The MPEG encoder, as one would expect, is something like the reverse of the decoder pipeline However, because of the lossy compression, the encoder also must incorporate most of the decoder so that it knows exactly what the decoder sees at its output. This is neccesary so that the reference frames used for motion compensation are identical; otherwise lossy errors would accumulate between frames.

The input to the encoder is a sequence of raw video frames. Initially the data is duplicated and split - one channel is passed to a filter which determines a picture type for the image, and the other channel downsamples the color channels based on the chrominance format. The resulting data is combined and a Picture Reorder filter rearranges the pictures so that each motion predicted image's reference frames have already been processed.

The bulk of the picture data is then triplicated, with one copy of the data being sent to one of three motion estimation filters. The first filter performs no motion estimation. The second and third filters each perform motion estimation with respect to a reference image. Each of the two motion estimators use a different reference image, one refering the preceeding key image, and the other referencing the second preceeding image. Thus, one provides forward estimation for P images and backward estimation for B images, and the other provides forward estimation for B images.
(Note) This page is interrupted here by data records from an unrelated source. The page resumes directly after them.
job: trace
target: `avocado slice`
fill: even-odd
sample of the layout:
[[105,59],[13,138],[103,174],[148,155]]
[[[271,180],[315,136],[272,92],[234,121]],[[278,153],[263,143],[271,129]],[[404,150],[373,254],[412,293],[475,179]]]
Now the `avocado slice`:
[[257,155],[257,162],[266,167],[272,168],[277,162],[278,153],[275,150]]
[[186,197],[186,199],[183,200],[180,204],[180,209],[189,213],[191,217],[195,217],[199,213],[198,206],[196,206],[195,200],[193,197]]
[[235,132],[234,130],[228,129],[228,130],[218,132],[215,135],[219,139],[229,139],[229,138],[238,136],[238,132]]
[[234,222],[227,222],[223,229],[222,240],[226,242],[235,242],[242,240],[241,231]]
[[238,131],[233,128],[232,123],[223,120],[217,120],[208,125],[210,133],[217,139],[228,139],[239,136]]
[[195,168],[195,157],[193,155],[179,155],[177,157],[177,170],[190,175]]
The output of each of these filters is the vectors for the best motion estimate and the difference between the predicted value and the actual value of the macroblock.

Each of these three data streams is joined and a filter immediately after the joiner takes care of deciding which of the estimations to choose, based on which provides the best compression. Additionally, this filter takes care of determining the bidirectionally predicted block values in the case where both the forward and backward predictions are used.

Following this step, the motion vectors are encoded and the macroblock values coded in a process that reverses the decoder - the values are transformed via a DCT, quantized, and zig zag ordered. The output of this step is then duplicated, with one copy going to the bitstream variable length coder, and the other being inversely zig zag ordered, dequantized, and inversely transformed. This inverted copy is then sent upstream via a message to update the reference frames used by the motion estimation filters.